Progress 01/01/02 to 12/31/02

Outputs
Nisin is a protein substance produced by certain strains of Lactococcus lactis, which are common constituents of cheese cultures. This protein substance can kill many pathogenic or spoilage bacteria, but has no deleterious effects on any other life forms. Proteins of this nature are generally referred to as bacteriocins. Currently, fermentates of L. lactis containing nisin are the most effective natural food preservatives available. One goal of this work is to better understand how L. lactis produces nisin, so we can improve its production and incorporate the nisin producing ability into other cultures. This would expand the type of foods that could benefit from this very effective natural preservative. We are currently working with a dairy Enterococcus culture, that contains the genes for nisin production, but doesn't produce it. After analyzing nisin gene expression in this bacterium, we found that the genes involved in immunity to nisin were expressed, but the genes involved in nisin production were not. As expression of the nisin genes requires an induction system that is activated by nisin molecules outside the bacterial cell, we added some nisin to the culture medium. This had the effect of switching on the nisin genes and enabling some nisin to be produced. This was the first time that a bacterium other than L. lactis produced nisin. Furthering the understanding of how the nisin gene systems function will enable us to improve production and expand the avenues of use for this versatile protein.

Impacts
Increasing safety and shelf life of all food products is a constant goal. Nisin producing lactococci, or their fermentates, are often incorporated in foods for this purpose. Improving the nisin producing ability of lactococci, and enabling other starter bacteria to produce nisin would increase the possible avenues for using this natural preservative approach. This would impact the larger goal of reducing the amount and types of undesirable chemical preservatives in our foods.

Publications

  • Chandrapati, S., and D. J. O'Sullivan. (2002) `Characterization of the promoter regions involved in galactose and nisin mediated induction of the nisA gene in Lactococcus lactis ATCC 11454'. Mol. Microbiol. 46:467-477.
  • Li, H., and D. J. O'Sullivan. (2002) `Heterologous expression of nisin in a dairy Enterococcus strain'. Appl. Environ.

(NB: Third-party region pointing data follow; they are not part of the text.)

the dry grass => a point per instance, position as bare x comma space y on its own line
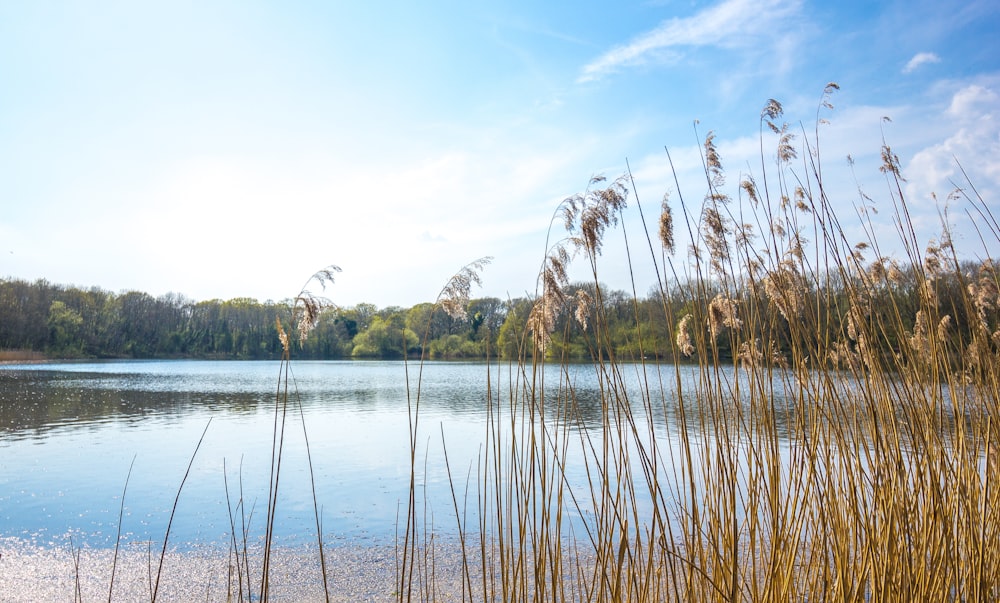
834, 437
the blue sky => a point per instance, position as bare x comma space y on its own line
225, 149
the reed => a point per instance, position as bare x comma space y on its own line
826, 431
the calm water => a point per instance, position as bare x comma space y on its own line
70, 431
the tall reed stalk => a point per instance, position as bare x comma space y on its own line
825, 430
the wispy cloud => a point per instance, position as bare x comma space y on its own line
729, 24
919, 59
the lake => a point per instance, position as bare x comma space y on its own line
69, 433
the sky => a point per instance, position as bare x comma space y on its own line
222, 149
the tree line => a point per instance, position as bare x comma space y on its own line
71, 322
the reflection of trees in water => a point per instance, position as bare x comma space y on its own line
36, 402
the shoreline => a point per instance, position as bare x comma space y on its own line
35, 573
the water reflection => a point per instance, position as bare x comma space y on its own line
69, 432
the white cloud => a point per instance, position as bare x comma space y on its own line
920, 59
730, 24
973, 147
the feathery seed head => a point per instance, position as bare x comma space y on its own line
684, 342
667, 226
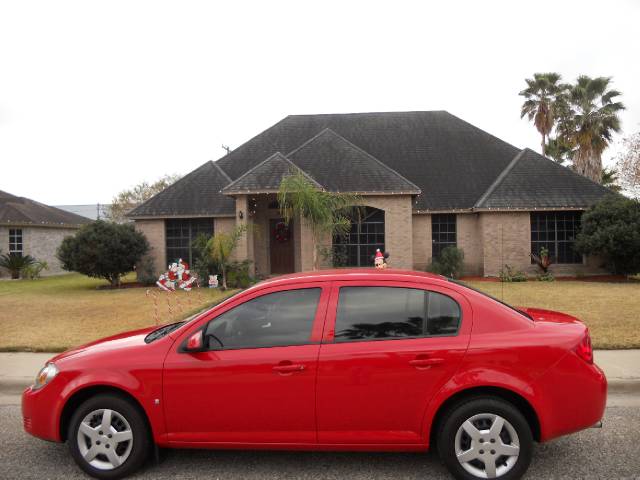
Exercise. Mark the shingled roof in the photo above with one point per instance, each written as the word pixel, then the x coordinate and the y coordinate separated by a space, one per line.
pixel 265 177
pixel 196 194
pixel 447 163
pixel 451 161
pixel 533 181
pixel 340 166
pixel 23 211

Microbiol. 68:3392-3400.
  • Klaenhammer, T, E. Altermann, F. Arigoni, A. Bolotin, F. Breidt, J. Broadbent, R. Cano, S. Chaillou, J. Deutscher, M. Gasson, M. van de Guchte, J. Guzzo, T. Hawkins, P. Hols, R. Hutkins, M. Kleerebezem, J. Kok, O. Kuipers, M. Lubbers, E. Maguin, L. McKay, D. Mills, A. Nauta, R. Overbeek, H. Pel, D. Pridmore, M. Saier, D. van Sinderen, A. Sorokin, J. Steele, D. O'Sullivan, W. de Vos, B. Weimer, M. Zagorec, and R. Siezen. (2002) `Discovering lactic acid bacteria by genomics'. Antonie van Leeuwenhoek 82:29 - 58.
  • Mermelstein, N. H., D. J. O'Sullivan, E. A. Baldwin, V. B. Alvarez, M. A. Swanson, F. M. Aramouni, W. C. Ellefson, D. Craig-Petsinger, and D. L. Park. (2002) `A look into the future of food science & technology - Representatives of IFT's 26 Divisions tell what they foresee happening in their respective Division's area of expertise over the next few years'. Food Technol. 56:46 - 48.
  • Li, H., and D. J. O'Sullivan. (2002) `Evidence for a promoter within the nisin operon that can permit nisI transcription in the absence of nisA transcription'. In: R. J. Siezen, J. Kok, T. Abee, and G. Schaafsma (eds), Lactic acid bacteria: Genetics, Metabolism and applications. C71. Kluwer Academic Publishers.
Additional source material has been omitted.